There are two camps of views regarding Manohar’s stint with the BCCI. Some are disappointed that he jumped ships, leaving BCCI grappling with uncertainty, while his supporters see him as a man who tried to do his bit to reform and appease the courts.
In the week he was elected as president, Manohar had met with the Lodha committee during their inquiry into BCCI’s modus operandi, and as soon as he took over as president, he tried to introduce a few reforms. An independent ombudsman looked into several conflict of interest issues of the members, more transparency was attempted by putting constitution and tenders on the official website, and a CEO too was roped in as per the Lodha recommendations.
His critics outside the board, point to Lodha committee’s observation on Manohar’s efforts. In their report, Lodha committee referred to Manohar’s early initiatives thus: “While we believe that these proposals are in the right direction, we find that they are not comprehensive and substantive.” His critics inside the board point out how he shortchanged India in the proposed revenue-sharing model with ICC. His decision as the ICC chairman to scrap the 2014 revenue-sharing model that favoured the ‘Big Three’, was disliked by a large section of the BCCI and the associations. Doing away with the restructuring (a six per cent cut) means the BCCI would be receiving about Rs 1,000 crore less per year.

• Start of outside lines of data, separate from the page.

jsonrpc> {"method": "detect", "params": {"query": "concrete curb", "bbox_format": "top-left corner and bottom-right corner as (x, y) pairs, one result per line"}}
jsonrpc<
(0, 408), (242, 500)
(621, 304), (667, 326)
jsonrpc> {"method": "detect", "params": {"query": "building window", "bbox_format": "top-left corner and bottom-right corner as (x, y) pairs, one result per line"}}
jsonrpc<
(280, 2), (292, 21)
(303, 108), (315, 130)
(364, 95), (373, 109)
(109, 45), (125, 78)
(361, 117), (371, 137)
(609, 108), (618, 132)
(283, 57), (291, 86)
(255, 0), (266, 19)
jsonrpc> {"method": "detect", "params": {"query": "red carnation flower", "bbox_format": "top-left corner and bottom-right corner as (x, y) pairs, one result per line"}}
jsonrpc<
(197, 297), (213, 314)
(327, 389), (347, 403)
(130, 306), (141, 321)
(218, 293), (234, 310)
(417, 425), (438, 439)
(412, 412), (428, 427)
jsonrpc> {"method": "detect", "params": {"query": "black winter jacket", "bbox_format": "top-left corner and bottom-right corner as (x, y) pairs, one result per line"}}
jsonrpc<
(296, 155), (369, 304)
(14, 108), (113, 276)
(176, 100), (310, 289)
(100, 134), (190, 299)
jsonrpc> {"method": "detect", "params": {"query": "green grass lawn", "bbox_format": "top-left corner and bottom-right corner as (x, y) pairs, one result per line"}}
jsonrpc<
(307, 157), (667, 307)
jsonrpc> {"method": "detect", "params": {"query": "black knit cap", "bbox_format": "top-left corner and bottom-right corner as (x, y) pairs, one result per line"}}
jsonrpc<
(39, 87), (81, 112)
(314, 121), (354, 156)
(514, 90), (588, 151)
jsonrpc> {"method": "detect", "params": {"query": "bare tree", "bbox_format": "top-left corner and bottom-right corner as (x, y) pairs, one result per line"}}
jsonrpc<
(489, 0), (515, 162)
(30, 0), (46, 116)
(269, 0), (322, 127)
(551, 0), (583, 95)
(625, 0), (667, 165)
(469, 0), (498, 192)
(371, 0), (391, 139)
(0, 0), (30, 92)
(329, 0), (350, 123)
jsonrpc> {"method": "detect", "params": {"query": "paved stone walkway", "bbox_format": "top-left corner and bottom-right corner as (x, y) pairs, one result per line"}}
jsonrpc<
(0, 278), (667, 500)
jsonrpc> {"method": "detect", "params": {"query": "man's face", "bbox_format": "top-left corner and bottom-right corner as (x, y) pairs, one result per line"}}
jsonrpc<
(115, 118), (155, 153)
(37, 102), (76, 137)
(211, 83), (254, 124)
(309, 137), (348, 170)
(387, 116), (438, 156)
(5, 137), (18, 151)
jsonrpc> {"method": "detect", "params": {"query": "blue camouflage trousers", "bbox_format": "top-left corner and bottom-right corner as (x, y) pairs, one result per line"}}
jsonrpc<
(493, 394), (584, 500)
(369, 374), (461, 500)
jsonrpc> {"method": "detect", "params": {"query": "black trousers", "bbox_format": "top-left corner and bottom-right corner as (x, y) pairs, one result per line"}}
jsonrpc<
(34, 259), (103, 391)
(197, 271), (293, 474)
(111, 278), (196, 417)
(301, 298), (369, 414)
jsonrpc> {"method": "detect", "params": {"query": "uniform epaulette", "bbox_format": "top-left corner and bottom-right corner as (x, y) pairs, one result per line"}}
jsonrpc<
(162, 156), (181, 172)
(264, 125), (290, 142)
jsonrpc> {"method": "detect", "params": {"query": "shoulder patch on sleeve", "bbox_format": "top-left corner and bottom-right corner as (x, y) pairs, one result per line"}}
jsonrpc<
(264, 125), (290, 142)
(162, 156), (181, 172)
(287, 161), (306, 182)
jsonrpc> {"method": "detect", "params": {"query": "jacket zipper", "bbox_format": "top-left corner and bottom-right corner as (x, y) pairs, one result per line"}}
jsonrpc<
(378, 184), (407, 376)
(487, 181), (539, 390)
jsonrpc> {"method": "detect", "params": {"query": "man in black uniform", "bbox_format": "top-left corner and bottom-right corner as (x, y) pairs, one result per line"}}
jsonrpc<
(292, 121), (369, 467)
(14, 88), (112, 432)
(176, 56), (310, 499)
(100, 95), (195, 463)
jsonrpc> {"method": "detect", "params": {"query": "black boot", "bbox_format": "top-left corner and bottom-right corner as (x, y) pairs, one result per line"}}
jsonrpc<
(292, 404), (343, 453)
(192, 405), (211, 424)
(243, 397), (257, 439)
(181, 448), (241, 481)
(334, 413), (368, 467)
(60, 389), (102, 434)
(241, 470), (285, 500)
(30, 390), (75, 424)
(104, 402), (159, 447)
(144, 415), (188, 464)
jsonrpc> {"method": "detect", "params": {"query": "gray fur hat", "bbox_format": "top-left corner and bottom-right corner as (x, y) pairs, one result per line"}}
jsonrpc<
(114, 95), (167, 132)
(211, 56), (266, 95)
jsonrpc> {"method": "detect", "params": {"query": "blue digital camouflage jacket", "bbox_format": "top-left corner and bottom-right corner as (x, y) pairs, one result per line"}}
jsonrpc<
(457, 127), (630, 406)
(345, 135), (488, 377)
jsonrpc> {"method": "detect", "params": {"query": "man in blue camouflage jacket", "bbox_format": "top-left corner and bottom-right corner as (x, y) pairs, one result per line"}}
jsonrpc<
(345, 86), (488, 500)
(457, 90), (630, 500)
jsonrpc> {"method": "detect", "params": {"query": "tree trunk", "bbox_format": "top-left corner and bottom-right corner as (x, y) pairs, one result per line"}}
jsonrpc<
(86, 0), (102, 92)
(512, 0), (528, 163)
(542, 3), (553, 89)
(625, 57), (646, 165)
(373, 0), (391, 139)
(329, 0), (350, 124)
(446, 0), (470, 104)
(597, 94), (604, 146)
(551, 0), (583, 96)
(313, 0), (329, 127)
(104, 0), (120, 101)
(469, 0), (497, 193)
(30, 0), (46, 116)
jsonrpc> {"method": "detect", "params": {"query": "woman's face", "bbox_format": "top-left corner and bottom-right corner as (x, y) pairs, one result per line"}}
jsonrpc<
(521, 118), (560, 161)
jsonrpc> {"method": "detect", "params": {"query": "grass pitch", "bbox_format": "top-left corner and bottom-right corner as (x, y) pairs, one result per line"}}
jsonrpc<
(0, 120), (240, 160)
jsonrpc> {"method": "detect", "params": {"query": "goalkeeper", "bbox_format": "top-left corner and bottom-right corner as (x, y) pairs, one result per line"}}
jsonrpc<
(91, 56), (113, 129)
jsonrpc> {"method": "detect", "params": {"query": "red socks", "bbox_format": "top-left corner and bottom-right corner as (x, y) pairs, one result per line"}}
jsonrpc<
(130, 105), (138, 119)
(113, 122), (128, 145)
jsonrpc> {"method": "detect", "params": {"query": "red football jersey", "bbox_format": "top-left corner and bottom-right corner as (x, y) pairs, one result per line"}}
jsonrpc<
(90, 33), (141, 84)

His supporters see the same as a compliment. For them, its a reform-move, the one that will disabuse India of being a bully, and ensuring a fair share of the revenue among all the countries. In other words, the supporters say, Why be a bully, why not be fair and do what’s right for the cricket world at large?
It’s been reported that the 59-year old Manohar was fine with the age limit of 70, proposed for BCCI posts by Lodha committee, but he wasn’t comfortable with the other structural changes. If SC gets its way, the working committee would turn into an Apex Council with non-BCCI members like a representative from Comptroller and Auditor General of India having a seat in it. Some big clubs like CCI and National Club of Kolkata would have lost their voting rights, North-Eastern states would become members, fixed tenures were set, and other conditions were set which perhaps didn’t go down well with him.
In the past, he has said there was nothing wrong with the BCCI’s constitution. “I don’t think there are lot many flaws in the constitution…no and I don’t think there is anything wrong in the constitution.” Supreme Court obviously doesn’t think so.
Manohar’s supporters include the ICC members and foreign press who warmed up to him after his statements and moves to push for equality among countries. His philosophy regarding revenue-sharing, that he shared in official ICC meeting too, was best expressed in an interview last November. “I don’t agree with the revenue-sharing formula, because it’s nice to say that India (BCCI) will get 22 per cent of the total revenue of the ICC, but you cannot make the poor poorer and the rich richer, only because you have the clout. The ICC runs cricket throughout the world.
Secondly, there is another angle to it which nobody has thought of. India generates money because the other countries come and play in India. “
The section within BCCI who are upset with him resigning would probably be not too surprised. Some might see a pattern in it. In 2013, when Manohar submitted an affidavit in the High Court to clear his name from the cases filed against the BCCI by the Enforcement Directorate, the BCCI members had raised the matter in an AGM as they saw it as Manohar leaving the rest in a fix, and trying to save his own reputation. The then secretary Sanjay Patel had even made their displeasure public.
All in all, it was an interesting short tenure as president. The cynical will see opportunism but the neutrals might not agree. Pushed by Supreme Court panel, Manohar pushed for some reforms that weren’t seen as enough by the Lodha committee. Whether his conscience pushed him, or his sense of timing and reading of the occasion pushed him, he has undoubtedly made the right moves within the ICC. Can a neutral really question the morality in a more equitable revenue model? Can a neutral question the need for an independent chairman of ICC? Even though there might be some gripes within the board, Manohar has read the moment well and made the right moves that has paid off for him.